Raw footage is filmed under teachers' direction with participation from children. Future programmes will raise the profile of board-of-trustee members who will share their visions for their particular school.

TAP facilitator Robby Munnik says the show aims to lift students' achievements and change any negative perceptions they may have about themselves by building their self-esteem.

"It inspires the confidence of the community, ensures that our schools become schools of choice, and helps children develop language skills. English is a second language for many Tamaki children," says Mr Munnik.

The programme has had a positive effect on the children, their families and the community at large, he says.

SchoolsInc is sponsored by several charitable trusts, however, TAP aims to make the programme self-funding by seeking advertising and financial support from local businesses.

"Someone might like to sponsor a segment of the show or advertise during the show," said Mr Munnik.

The show's 7.30pm time slot was chosen because many television viewers change channels at that time. Its target audiences are parents, pupils, teachers and the wider community. In past years the show's audience has extended well beyond the local community. It appeals to young viewers and their families largely because it is fronted by youngsters and offers information and entertainment relevant to them.

An estimated 65 per cent of Tamaki residents have access to the SchoolsInc programme, based on a count of UHF aerials in three sample areas, Mr Munnick says.
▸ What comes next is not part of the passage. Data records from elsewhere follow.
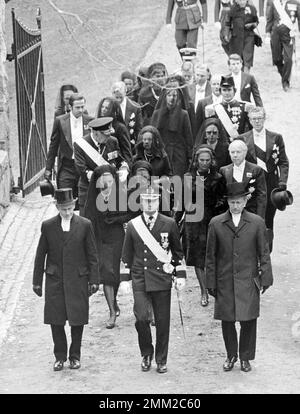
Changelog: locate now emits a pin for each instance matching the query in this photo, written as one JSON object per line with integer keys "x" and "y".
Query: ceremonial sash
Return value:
{"x": 226, "y": 121}
{"x": 153, "y": 245}
{"x": 91, "y": 152}
{"x": 284, "y": 17}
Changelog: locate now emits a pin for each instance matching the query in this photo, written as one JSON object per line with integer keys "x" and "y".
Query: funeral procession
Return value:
{"x": 149, "y": 183}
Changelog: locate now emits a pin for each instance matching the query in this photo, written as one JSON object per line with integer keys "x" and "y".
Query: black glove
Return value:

SchoolTV continues to be produced by Point England School and often features as part of SchoolsInc.

Last year SchoolsInc was a 15-minute programme screening at 5.45pm on Tuesday evenings.

TAP, which has three full-time staff and serves eight primary schools, a Kura Kaupapa Maori, Tamaki Intermediate and Tamaki College, was developed by former principals and boards of trustees of schools in Tamaki.

It aims to create a sense of unity among the schools and enables teachers and pupils from various schools to work together and develop and share a sense of pride and achievement.

It provides opportunities for a wide range of children who develop a sense of collaboration. TAP trains teachers in basic footage and editing skills so they can work on the programme.

Triangle Television is Auckland's only regional, non-commercial television station and has operated as a public broadcaster to Greater Auckland since August 1 1998. The channel screens a mix of regional-access television with international news and information programmes. It is non-profit making and operates with no funding from NZ On Air. Triangle broadcasts 24 hours daily from UHF channel 41.